Autant qu’en principes scientifiques, le Traité de l’harmonie abonde en règles, j’allais dire en recettes de sentiment. On y trouve notamment cette déclaration : « Il est certain que l’harmonie peut émouvoir en nous différentes passions, à proportion des accords qu’on y emploie. Il y a des accords tristes, languissans, tendres, agréables, gais et surprenans. Il y a encore une certaine suite d’accords pour exprimer les mêmes passions, et bien que cela soit fort au-dessus de ma portée, je vais en donner toute l’explication que l’expérience peut me fournir. » Rameau la donne en effet, il essaie au moins de la donner, et les pages qui suivent n’ont pour objet que de déterminer le caractère moral ou passionnel, autrement dit l’éthos des accords ou des suites d’accords, des consonances, des dissonances, en un mot de tous les élémens de l’harmonie.

A la fin, quelqu’un demandera peut-être : « Et la mélodie ? » Il faut pourtant que Rameau lui trouve, ou lui fasse une place. Il la lui fera donc, et si haute, et si belle, qu’en dernière analyse et comme par un retour involontaire, toute la théorie ou tout le système du maître harmoniste va se trouver, je ne dis pas sacrifié, mais soumis à ce principe indéfinissable, irréductible, et souverain. Écoutons cet aveu : « La mélodie n’a pas moins de force que l’harmonie. Mais il est presque impossible de pouvoir en donner des règles certaines, en ce que le bon goût y a plus de part que le reste.

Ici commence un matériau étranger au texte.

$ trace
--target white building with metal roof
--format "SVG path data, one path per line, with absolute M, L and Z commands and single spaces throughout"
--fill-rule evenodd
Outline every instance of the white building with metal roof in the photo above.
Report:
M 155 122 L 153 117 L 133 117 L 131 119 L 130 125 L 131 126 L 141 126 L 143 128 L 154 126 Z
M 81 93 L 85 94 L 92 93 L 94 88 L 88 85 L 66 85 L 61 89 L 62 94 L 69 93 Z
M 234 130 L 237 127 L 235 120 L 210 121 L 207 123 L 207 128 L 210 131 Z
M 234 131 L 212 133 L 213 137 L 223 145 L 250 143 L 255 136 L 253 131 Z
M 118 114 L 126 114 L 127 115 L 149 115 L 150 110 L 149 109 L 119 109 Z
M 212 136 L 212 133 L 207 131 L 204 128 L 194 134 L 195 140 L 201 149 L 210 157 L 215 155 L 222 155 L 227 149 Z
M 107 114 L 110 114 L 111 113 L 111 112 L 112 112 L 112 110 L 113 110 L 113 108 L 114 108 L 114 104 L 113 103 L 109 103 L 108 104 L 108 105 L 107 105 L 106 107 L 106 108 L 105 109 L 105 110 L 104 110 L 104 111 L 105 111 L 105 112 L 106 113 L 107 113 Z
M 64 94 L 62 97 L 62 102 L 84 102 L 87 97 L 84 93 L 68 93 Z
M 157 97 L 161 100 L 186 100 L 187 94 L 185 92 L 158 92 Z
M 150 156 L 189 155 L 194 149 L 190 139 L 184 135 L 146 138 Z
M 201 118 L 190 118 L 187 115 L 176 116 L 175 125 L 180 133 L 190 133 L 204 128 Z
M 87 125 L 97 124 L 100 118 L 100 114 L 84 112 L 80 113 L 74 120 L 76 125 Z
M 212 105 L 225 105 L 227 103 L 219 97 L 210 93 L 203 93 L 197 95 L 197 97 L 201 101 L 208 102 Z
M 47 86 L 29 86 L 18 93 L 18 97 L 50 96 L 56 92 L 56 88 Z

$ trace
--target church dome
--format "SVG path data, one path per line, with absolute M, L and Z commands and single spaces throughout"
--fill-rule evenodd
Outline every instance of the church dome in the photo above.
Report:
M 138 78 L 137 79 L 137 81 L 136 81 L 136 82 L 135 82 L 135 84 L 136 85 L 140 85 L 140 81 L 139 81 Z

« Ainsi nous laissons aux heureux génies le plaisir de se distinguer en ce genre, dont dépend presque toute la force du sentiment ; et nous espérons que les habiles gens, pour qui nous n’avons rien dit de nouveau, ne nous sauront pas mauvais gré d’avoir déclaré des secrets dont ils auraient peut-être souhaité d’être les seuls dépositaires, puisque notre peu de lumières ne nous permet pas de leur disputer ce dernier degré de perfection, sans lequel la plus belle harmonie devient quelquefois insipide, et par où ils sont toujours en état de surpasser les autres ; ce n’est pas que, lorsque l’on sait disposer à propos une suite d’accords, on ne puisse en tirer une mélodie convenable au sujet… mais le goût en est toujours le premier moteur. »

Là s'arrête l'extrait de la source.